The first published experiment from the workstream is small and concrete: a tool Claude can call mid-task that returns a brief reminder of its own ethical commitments. The reminder is not a new rule; it is a structured pause that lets the model re-anchor before it acts. Internal alignment evaluations, Anthropic reports, show "markedly lower" rates of misaligned behaviour when the model uses the tool at consequential moments. The mechanism mirrors how humans actually behave well — not by remembering every rule, but by checking in with the kind of person they are trying to be.
What we're after in these conversations is careful, accumulated thinking on how good character actually forms.
— Anthropic, "Widening the conversation on frontier AI" (https://www.anthropic.com/news/widening-conversation-ai)
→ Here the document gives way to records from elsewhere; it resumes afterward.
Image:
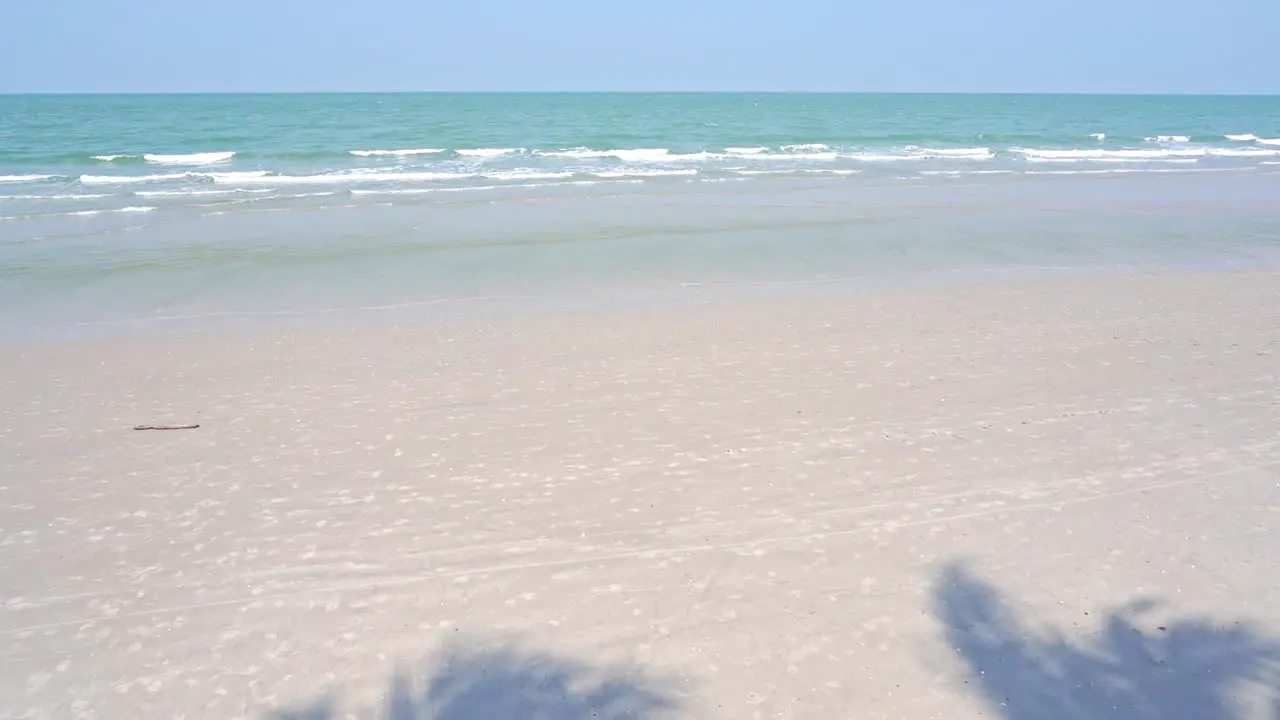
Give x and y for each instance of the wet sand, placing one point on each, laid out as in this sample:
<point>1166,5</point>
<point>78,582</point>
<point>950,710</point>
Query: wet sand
<point>1051,499</point>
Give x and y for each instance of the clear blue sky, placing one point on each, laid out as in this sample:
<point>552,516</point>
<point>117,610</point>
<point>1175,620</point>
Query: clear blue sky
<point>801,45</point>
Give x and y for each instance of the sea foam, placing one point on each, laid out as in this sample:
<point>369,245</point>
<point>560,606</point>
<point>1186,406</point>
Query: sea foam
<point>129,180</point>
<point>192,159</point>
<point>1069,155</point>
<point>396,153</point>
<point>488,151</point>
<point>332,178</point>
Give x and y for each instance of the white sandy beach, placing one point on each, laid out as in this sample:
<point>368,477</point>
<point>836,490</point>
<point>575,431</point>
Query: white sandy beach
<point>1034,500</point>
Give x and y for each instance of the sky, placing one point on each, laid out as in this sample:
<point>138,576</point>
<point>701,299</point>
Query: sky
<point>627,45</point>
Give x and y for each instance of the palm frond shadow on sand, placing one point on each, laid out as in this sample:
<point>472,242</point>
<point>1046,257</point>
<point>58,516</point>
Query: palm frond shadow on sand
<point>1187,669</point>
<point>507,683</point>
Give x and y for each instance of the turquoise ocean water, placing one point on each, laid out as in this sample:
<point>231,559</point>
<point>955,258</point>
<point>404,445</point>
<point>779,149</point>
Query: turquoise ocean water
<point>137,206</point>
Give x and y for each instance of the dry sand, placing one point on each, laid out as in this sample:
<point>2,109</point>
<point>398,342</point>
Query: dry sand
<point>1023,501</point>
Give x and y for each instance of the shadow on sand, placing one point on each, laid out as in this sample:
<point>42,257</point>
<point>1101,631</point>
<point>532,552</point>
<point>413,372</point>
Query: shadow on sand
<point>508,682</point>
<point>1188,669</point>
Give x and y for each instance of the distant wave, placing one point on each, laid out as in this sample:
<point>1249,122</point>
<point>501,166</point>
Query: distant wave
<point>132,180</point>
<point>641,173</point>
<point>396,153</point>
<point>191,192</point>
<point>632,155</point>
<point>798,172</point>
<point>1243,153</point>
<point>233,177</point>
<point>333,178</point>
<point>193,159</point>
<point>965,153</point>
<point>1070,155</point>
<point>78,213</point>
<point>53,196</point>
<point>488,151</point>
<point>129,180</point>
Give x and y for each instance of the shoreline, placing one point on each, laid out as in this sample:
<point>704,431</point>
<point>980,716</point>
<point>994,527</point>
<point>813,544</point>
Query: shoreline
<point>789,505</point>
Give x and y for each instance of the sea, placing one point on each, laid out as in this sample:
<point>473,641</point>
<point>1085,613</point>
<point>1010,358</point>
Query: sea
<point>127,210</point>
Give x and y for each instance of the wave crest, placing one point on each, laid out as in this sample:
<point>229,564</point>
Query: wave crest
<point>191,159</point>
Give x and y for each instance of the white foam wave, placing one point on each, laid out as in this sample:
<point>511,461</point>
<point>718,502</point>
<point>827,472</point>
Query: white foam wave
<point>53,196</point>
<point>792,156</point>
<point>182,192</point>
<point>965,172</point>
<point>481,187</point>
<point>1243,151</point>
<point>641,173</point>
<point>488,151</point>
<point>333,178</point>
<point>526,176</point>
<point>799,171</point>
<point>234,177</point>
<point>1068,155</point>
<point>78,213</point>
<point>129,180</point>
<point>192,159</point>
<point>396,153</point>
<point>959,153</point>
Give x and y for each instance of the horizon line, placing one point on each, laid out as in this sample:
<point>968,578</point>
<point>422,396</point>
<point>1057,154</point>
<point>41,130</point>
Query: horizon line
<point>1006,92</point>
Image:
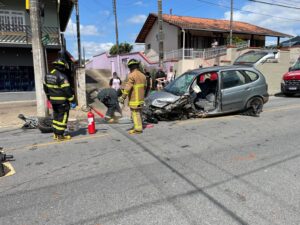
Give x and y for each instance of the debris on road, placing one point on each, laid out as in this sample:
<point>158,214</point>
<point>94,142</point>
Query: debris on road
<point>4,158</point>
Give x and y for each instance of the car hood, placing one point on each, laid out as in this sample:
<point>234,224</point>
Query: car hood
<point>160,99</point>
<point>292,75</point>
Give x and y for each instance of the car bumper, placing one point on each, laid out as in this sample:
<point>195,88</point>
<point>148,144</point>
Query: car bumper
<point>265,98</point>
<point>287,88</point>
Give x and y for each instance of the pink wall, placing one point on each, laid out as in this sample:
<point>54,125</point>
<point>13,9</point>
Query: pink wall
<point>103,61</point>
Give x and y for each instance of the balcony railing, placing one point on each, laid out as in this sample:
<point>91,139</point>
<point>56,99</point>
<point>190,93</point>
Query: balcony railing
<point>191,53</point>
<point>21,34</point>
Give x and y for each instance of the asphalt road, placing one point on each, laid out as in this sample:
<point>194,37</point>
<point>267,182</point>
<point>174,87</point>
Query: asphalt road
<point>224,170</point>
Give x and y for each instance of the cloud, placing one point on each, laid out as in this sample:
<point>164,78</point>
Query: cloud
<point>275,21</point>
<point>138,47</point>
<point>139,3</point>
<point>137,19</point>
<point>85,30</point>
<point>105,13</point>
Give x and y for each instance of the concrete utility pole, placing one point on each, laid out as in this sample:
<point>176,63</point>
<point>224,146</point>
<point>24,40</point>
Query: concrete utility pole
<point>38,57</point>
<point>160,34</point>
<point>116,24</point>
<point>231,21</point>
<point>78,32</point>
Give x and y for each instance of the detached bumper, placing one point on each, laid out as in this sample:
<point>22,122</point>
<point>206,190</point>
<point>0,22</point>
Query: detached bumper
<point>266,98</point>
<point>290,88</point>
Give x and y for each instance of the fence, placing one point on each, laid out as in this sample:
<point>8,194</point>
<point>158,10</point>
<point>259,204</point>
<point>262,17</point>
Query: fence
<point>190,53</point>
<point>21,34</point>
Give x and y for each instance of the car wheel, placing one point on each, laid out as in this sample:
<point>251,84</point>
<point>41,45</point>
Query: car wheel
<point>254,107</point>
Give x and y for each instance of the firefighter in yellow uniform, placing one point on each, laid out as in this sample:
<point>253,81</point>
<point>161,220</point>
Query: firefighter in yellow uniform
<point>135,90</point>
<point>58,90</point>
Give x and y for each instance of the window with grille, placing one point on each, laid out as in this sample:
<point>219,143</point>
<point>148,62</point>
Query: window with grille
<point>11,20</point>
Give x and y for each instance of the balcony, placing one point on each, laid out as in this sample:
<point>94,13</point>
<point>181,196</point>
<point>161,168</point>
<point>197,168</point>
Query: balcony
<point>21,34</point>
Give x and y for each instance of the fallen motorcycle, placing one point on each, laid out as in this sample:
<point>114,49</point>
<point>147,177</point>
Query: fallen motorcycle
<point>44,124</point>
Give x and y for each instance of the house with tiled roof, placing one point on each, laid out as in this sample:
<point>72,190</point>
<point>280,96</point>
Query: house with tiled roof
<point>199,33</point>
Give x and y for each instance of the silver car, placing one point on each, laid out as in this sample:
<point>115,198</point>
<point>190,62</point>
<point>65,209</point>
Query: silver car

Why this is a more serious posture than it sounds
Read quickly, the announcement scans as a public-relations gesture — a frontier lab opens a dialogue with clergy, takes a photograph, files a blog post. Read carefully, the announcement does something braver. Anthropic is conceding, in print, that the values question cannot be settled inside the lab. That concession is not free. It implies that the lab does not have a monopoly on the answer, that the safety story has to be co-authored, and that some of the most useful thinking lives in traditions the AI industry has historically treated as decorative.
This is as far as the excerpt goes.